Abraham appela ce fils qui lui était né de Sara : Isaac. Il le circoncit à l’âge de huit jours, comme Dieu le lui avait ordonné. Abraham avait cent ans au moment de la naissance d’Isaac. Sara dit alors : Dieu m’a donné une occasion de rire, et tous ceux qui l’apprendront riront à mon sujet. Elle ajouta : Qui aurait dit à Abraham qu’un jour Sara allaiterait des enfants ? Et cependant, je lui ai donné un fils dans sa vieillesse (Genèse 21.3-7).
Le rire de Sara exprime une joyeuse surprise symbolisée dans le nom Isaac qui comme je l’ai dit signifie il a ri. Cette naissance était due à une intervention divine autant que celle du Christ, puisque l’une comme l’autre était contre nature.
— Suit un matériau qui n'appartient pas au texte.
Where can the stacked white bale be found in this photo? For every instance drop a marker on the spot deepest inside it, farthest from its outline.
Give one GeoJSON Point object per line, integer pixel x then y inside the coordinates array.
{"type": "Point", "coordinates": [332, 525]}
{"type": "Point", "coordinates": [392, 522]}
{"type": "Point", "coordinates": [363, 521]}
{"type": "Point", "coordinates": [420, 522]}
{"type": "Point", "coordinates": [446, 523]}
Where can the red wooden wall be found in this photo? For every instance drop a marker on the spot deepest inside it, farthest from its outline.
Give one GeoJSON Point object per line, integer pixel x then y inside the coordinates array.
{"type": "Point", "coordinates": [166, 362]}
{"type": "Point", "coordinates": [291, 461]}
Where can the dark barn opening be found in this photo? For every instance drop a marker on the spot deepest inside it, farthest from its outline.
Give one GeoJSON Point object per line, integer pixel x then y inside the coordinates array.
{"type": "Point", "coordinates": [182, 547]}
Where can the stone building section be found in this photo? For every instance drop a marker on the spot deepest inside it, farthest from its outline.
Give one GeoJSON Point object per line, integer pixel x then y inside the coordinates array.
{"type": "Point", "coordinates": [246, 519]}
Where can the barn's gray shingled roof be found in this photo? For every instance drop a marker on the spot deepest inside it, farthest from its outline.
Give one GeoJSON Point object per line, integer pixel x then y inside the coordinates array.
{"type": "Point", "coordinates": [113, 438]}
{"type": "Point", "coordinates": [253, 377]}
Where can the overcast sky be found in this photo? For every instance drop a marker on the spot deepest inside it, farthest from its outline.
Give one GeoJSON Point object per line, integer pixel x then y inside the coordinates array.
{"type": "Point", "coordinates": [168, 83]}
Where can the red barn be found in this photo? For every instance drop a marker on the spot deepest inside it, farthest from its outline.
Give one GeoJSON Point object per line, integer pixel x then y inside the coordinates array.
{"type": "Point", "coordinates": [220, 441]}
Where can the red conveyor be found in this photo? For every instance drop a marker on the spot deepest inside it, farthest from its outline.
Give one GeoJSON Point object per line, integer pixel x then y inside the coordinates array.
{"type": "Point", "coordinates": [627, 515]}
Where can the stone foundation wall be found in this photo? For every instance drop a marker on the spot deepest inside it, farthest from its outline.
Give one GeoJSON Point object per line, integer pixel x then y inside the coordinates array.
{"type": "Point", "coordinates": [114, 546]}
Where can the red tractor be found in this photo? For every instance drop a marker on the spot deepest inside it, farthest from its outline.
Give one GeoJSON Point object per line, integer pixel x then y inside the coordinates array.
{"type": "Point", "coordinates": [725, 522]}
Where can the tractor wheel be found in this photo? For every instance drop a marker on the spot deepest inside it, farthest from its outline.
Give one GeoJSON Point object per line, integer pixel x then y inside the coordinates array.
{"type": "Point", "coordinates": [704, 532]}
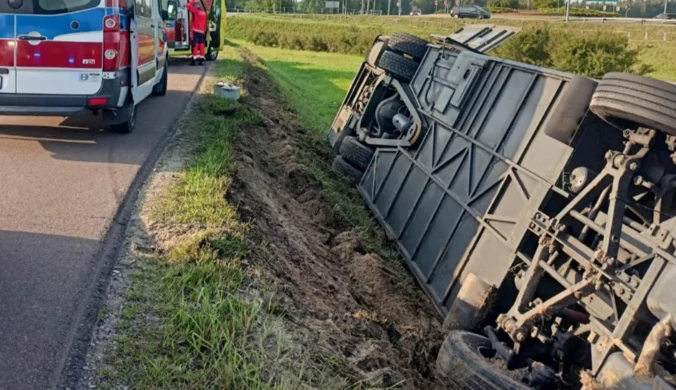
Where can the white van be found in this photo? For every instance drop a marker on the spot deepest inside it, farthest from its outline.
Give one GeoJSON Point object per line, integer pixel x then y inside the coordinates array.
{"type": "Point", "coordinates": [63, 57]}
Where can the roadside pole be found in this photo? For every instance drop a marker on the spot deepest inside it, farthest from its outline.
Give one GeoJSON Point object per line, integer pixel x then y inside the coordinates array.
{"type": "Point", "coordinates": [567, 10]}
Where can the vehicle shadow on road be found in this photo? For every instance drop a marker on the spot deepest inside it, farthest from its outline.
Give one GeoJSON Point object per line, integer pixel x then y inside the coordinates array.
{"type": "Point", "coordinates": [84, 138]}
{"type": "Point", "coordinates": [42, 278]}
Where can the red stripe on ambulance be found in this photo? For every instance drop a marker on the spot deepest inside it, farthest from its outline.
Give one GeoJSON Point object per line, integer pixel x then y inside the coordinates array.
{"type": "Point", "coordinates": [57, 54]}
{"type": "Point", "coordinates": [6, 52]}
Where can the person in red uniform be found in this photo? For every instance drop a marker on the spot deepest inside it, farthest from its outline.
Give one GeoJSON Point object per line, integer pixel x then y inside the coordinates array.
{"type": "Point", "coordinates": [198, 30]}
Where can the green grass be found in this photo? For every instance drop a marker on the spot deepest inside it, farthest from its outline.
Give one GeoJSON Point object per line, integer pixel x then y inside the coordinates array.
{"type": "Point", "coordinates": [194, 317]}
{"type": "Point", "coordinates": [360, 31]}
{"type": "Point", "coordinates": [315, 84]}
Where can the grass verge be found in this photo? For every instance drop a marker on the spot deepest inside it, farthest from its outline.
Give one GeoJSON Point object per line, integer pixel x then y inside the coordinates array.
{"type": "Point", "coordinates": [355, 35]}
{"type": "Point", "coordinates": [314, 84]}
{"type": "Point", "coordinates": [196, 316]}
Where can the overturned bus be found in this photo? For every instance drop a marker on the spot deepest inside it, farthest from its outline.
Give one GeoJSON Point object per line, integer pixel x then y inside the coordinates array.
{"type": "Point", "coordinates": [535, 208]}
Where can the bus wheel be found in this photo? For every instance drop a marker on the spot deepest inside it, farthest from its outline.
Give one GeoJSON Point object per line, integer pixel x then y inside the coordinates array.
{"type": "Point", "coordinates": [212, 53]}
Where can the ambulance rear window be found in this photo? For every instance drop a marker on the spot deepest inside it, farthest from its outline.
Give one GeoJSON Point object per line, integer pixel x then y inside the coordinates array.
{"type": "Point", "coordinates": [52, 7]}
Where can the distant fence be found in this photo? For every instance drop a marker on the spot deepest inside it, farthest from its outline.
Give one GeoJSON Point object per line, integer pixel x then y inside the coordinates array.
{"type": "Point", "coordinates": [665, 34]}
{"type": "Point", "coordinates": [295, 11]}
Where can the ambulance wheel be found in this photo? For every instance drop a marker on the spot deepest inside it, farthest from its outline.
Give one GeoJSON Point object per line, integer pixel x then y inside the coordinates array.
{"type": "Point", "coordinates": [212, 53]}
{"type": "Point", "coordinates": [128, 116]}
{"type": "Point", "coordinates": [160, 89]}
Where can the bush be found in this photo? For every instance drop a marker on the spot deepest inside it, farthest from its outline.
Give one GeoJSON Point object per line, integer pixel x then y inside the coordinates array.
{"type": "Point", "coordinates": [504, 4]}
{"type": "Point", "coordinates": [591, 55]}
{"type": "Point", "coordinates": [530, 46]}
{"type": "Point", "coordinates": [499, 10]}
{"type": "Point", "coordinates": [594, 55]}
{"type": "Point", "coordinates": [580, 12]}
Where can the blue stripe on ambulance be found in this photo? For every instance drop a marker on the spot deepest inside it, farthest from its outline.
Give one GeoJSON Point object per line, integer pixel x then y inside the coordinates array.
{"type": "Point", "coordinates": [6, 26]}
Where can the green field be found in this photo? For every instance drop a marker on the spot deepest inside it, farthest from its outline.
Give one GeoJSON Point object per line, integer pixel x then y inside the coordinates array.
{"type": "Point", "coordinates": [354, 35]}
{"type": "Point", "coordinates": [314, 83]}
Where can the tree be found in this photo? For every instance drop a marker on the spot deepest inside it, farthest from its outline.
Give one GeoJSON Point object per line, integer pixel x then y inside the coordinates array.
{"type": "Point", "coordinates": [539, 4]}
{"type": "Point", "coordinates": [312, 5]}
{"type": "Point", "coordinates": [514, 4]}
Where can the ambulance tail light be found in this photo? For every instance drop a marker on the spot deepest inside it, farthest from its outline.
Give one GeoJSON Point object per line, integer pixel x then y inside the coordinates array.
{"type": "Point", "coordinates": [111, 43]}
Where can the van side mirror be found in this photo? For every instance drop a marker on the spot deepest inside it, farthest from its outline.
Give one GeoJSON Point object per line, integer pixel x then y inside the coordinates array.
{"type": "Point", "coordinates": [172, 10]}
{"type": "Point", "coordinates": [131, 9]}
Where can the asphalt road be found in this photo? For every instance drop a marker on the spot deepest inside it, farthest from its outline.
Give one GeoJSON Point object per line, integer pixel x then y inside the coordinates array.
{"type": "Point", "coordinates": [61, 186]}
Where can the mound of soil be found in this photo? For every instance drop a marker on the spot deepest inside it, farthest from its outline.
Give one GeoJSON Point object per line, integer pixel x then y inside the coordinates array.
{"type": "Point", "coordinates": [350, 302]}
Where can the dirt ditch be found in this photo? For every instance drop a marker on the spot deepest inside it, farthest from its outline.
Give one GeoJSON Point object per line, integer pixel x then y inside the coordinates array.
{"type": "Point", "coordinates": [350, 301]}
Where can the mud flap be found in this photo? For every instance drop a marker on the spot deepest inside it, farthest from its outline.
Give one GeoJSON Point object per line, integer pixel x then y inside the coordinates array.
{"type": "Point", "coordinates": [471, 305]}
{"type": "Point", "coordinates": [133, 37]}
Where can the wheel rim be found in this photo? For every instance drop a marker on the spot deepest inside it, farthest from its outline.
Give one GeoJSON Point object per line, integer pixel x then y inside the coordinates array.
{"type": "Point", "coordinates": [212, 53]}
{"type": "Point", "coordinates": [132, 116]}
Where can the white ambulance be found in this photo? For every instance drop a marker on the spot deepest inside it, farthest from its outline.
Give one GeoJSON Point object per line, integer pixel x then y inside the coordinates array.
{"type": "Point", "coordinates": [65, 57]}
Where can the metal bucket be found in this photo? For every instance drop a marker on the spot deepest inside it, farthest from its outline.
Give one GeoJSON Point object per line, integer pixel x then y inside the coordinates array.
{"type": "Point", "coordinates": [227, 91]}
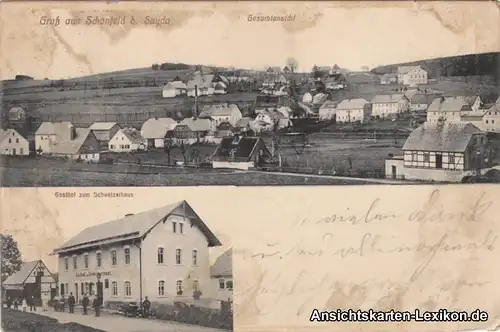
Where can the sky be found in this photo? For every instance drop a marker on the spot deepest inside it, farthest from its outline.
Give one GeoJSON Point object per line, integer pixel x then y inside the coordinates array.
{"type": "Point", "coordinates": [350, 35]}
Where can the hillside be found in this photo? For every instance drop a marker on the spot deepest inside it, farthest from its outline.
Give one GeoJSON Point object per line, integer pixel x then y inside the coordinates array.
{"type": "Point", "coordinates": [463, 65]}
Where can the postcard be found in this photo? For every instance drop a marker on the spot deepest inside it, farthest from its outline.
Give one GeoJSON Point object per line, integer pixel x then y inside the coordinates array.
{"type": "Point", "coordinates": [254, 93]}
{"type": "Point", "coordinates": [302, 258]}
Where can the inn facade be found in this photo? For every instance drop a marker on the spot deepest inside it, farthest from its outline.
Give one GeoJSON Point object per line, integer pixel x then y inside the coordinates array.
{"type": "Point", "coordinates": [162, 254]}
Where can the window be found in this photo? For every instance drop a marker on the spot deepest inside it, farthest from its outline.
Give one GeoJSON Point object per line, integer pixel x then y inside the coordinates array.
{"type": "Point", "coordinates": [196, 286]}
{"type": "Point", "coordinates": [451, 159]}
{"type": "Point", "coordinates": [195, 257]}
{"type": "Point", "coordinates": [160, 255]}
{"type": "Point", "coordinates": [178, 258]}
{"type": "Point", "coordinates": [128, 289]}
{"type": "Point", "coordinates": [113, 257]}
{"type": "Point", "coordinates": [179, 287]}
{"type": "Point", "coordinates": [161, 288]}
{"type": "Point", "coordinates": [127, 255]}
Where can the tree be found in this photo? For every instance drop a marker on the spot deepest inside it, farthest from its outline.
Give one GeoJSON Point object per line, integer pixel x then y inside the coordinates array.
{"type": "Point", "coordinates": [292, 63]}
{"type": "Point", "coordinates": [11, 256]}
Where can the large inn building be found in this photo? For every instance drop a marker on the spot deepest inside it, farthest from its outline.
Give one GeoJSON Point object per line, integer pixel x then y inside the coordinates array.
{"type": "Point", "coordinates": [162, 254]}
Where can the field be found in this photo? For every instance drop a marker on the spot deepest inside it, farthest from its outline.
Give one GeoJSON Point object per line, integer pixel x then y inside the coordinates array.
{"type": "Point", "coordinates": [17, 321]}
{"type": "Point", "coordinates": [356, 158]}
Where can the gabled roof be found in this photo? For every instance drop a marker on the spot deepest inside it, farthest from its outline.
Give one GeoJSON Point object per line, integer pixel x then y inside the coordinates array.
{"type": "Point", "coordinates": [53, 128]}
{"type": "Point", "coordinates": [175, 85]}
{"type": "Point", "coordinates": [20, 277]}
{"type": "Point", "coordinates": [73, 146]}
{"type": "Point", "coordinates": [243, 148]}
{"type": "Point", "coordinates": [135, 226]}
{"type": "Point", "coordinates": [102, 125]}
{"type": "Point", "coordinates": [445, 137]}
{"type": "Point", "coordinates": [223, 265]}
{"type": "Point", "coordinates": [406, 69]}
{"type": "Point", "coordinates": [448, 104]}
{"type": "Point", "coordinates": [388, 99]}
{"type": "Point", "coordinates": [133, 135]}
{"type": "Point", "coordinates": [196, 124]}
{"type": "Point", "coordinates": [219, 110]}
{"type": "Point", "coordinates": [352, 104]}
{"type": "Point", "coordinates": [157, 127]}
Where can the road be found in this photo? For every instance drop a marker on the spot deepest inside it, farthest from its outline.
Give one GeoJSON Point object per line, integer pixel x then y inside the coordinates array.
{"type": "Point", "coordinates": [113, 323]}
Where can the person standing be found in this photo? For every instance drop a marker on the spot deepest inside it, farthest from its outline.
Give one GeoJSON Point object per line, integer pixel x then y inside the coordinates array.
{"type": "Point", "coordinates": [71, 303]}
{"type": "Point", "coordinates": [85, 303]}
{"type": "Point", "coordinates": [97, 306]}
{"type": "Point", "coordinates": [32, 303]}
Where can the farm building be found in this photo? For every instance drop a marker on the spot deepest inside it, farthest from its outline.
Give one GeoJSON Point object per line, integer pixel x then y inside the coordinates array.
{"type": "Point", "coordinates": [389, 79]}
{"type": "Point", "coordinates": [191, 130]}
{"type": "Point", "coordinates": [353, 110]}
{"type": "Point", "coordinates": [17, 114]}
{"type": "Point", "coordinates": [441, 151]}
{"type": "Point", "coordinates": [327, 110]}
{"type": "Point", "coordinates": [174, 89]}
{"type": "Point", "coordinates": [32, 280]}
{"type": "Point", "coordinates": [221, 113]}
{"type": "Point", "coordinates": [127, 140]}
{"type": "Point", "coordinates": [447, 109]}
{"type": "Point", "coordinates": [241, 152]}
{"type": "Point", "coordinates": [155, 131]}
{"type": "Point", "coordinates": [162, 254]}
{"type": "Point", "coordinates": [200, 85]}
{"type": "Point", "coordinates": [104, 131]}
{"type": "Point", "coordinates": [411, 75]}
{"type": "Point", "coordinates": [50, 133]}
{"type": "Point", "coordinates": [222, 276]}
{"type": "Point", "coordinates": [13, 143]}
{"type": "Point", "coordinates": [83, 146]}
{"type": "Point", "coordinates": [385, 106]}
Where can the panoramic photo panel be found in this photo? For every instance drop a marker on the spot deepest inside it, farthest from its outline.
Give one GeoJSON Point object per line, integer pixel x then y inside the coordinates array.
{"type": "Point", "coordinates": [251, 94]}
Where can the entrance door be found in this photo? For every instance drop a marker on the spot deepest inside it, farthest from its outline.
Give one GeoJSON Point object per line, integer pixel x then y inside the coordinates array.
{"type": "Point", "coordinates": [439, 161]}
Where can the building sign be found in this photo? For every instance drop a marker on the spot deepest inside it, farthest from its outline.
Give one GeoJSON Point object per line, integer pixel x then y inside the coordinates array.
{"type": "Point", "coordinates": [92, 274]}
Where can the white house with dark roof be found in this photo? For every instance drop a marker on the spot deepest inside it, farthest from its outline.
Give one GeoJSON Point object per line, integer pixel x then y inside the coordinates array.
{"type": "Point", "coordinates": [162, 254]}
{"type": "Point", "coordinates": [353, 110]}
{"type": "Point", "coordinates": [174, 89]}
{"type": "Point", "coordinates": [444, 151]}
{"type": "Point", "coordinates": [104, 131]}
{"type": "Point", "coordinates": [385, 106]}
{"type": "Point", "coordinates": [32, 279]}
{"type": "Point", "coordinates": [222, 276]}
{"type": "Point", "coordinates": [155, 130]}
{"type": "Point", "coordinates": [13, 143]}
{"type": "Point", "coordinates": [127, 140]}
{"type": "Point", "coordinates": [447, 109]}
{"type": "Point", "coordinates": [411, 75]}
Marie a conçu Jésus alors qu’elle était vierge et Sara était non seulement stérile, mais avait depuis longtemps dépassé l’âge de concevoir. Mais maintenant, son humiliation était remplacée par la fierté d’être mère.
Verset 8
Je continue.
L’enfant grandit et Sara cessa de l’allaiter. Le jour où l’on sevra Isaac, Abraham fit un grand festin (Genèse 21.8).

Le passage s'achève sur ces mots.